可以来看一下创建一个ThreadLocal实例即new ThreadLocal()时做了哪些操作,从上面看到构造函数ThreadLocal()里什么操作都没有,唯一的操作是这句:
private final int threadLocalHashCode = nextHashCode();
那么nextHashCode()做了什么呢:
private static synchronized int nextHashCode() {
int h = nextHashCode;
nextHashCode = h + HASH_INCREMENT;
return h;
}
就是将ThreadLocal类的下一个hashCode值即nextHashCode的值赋给实例的threadLocalHashCode,然后nextHashCode的值增加HASH_INCREMENT这个值。
因此ThreadLocal实例的变量只有这个threadLocalHashCode,而且是final的,用来区分不同的ThreadLocal实例,ThreadLocal类主要是作为工具类来使用,那么ThreadLocal.set()进去的对象是放在哪儿的呢?
看一下上面的set()方法,两句合并一下成为
ThreadLocalMap map = Thread.currentThread().threadLocals;
这个ThreadLocalMap 类是ThreadLocal中定义的内部类,但是它的实例却用在Thread类中:
public class Thread implements Runnable {
......
/* ThreadLocal values pertaining to this thread. This map is maintained
* by the ThreadLocal class. */
ThreadLocal.ThreadLocalMap threadLocals = null;
......
}
这句
if (map != null) map.set(this, value);
也就是将该ThreadLocal实例作为key,要保持的对象作为值,设置到当前线程的ThreadLocalMap 中,get()方法同样大家看了代码也就明白了。
ThreadLocalMap
ThreadLocalMap内部是利用Entry来进行key-value的存储的。
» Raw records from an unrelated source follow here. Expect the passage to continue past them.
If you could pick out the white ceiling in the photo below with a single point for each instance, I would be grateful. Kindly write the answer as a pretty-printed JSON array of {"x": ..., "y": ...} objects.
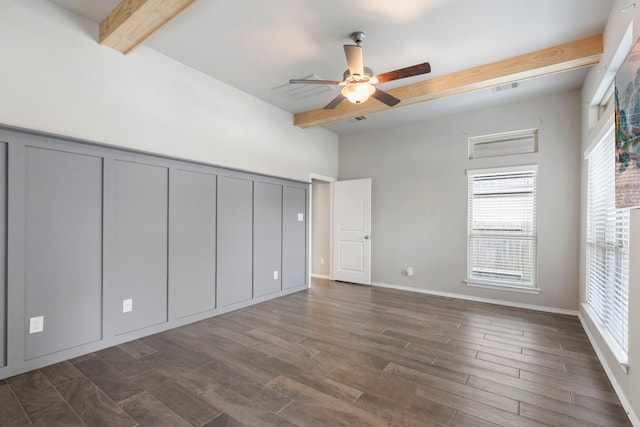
[{"x": 257, "y": 45}]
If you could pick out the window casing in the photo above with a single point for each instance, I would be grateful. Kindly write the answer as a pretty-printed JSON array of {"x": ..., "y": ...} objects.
[
  {"x": 502, "y": 229},
  {"x": 607, "y": 281}
]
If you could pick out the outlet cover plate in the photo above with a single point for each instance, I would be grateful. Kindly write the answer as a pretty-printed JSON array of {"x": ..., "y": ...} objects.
[{"x": 36, "y": 324}]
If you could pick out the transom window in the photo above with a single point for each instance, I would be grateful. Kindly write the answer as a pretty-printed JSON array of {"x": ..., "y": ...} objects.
[{"x": 502, "y": 240}]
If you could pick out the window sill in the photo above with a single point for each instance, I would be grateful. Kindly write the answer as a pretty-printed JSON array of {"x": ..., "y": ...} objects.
[
  {"x": 474, "y": 283},
  {"x": 618, "y": 353}
]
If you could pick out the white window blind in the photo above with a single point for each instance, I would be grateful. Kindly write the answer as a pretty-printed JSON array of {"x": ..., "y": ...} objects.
[
  {"x": 502, "y": 227},
  {"x": 607, "y": 245}
]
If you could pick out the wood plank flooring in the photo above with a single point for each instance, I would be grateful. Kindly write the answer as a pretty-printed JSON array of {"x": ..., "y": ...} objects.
[{"x": 335, "y": 355}]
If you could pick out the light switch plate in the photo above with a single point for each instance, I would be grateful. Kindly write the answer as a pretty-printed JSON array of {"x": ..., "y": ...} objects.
[{"x": 36, "y": 324}]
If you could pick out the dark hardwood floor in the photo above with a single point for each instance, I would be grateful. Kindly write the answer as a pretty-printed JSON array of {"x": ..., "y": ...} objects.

static class Entry extends WeakReference<ThreadLocal<?>> {
/** The value associated with this ThreadLocal. */
Object value;
Entry(ThreadLocal<?> k, Object v) {
super(k);
value = v;
}
}
上面源码中key就是ThreadLocal,value就是值,Entry继承WeakReference,所以Entry对应key的引用(ThreadLocal实例)是一个弱引用。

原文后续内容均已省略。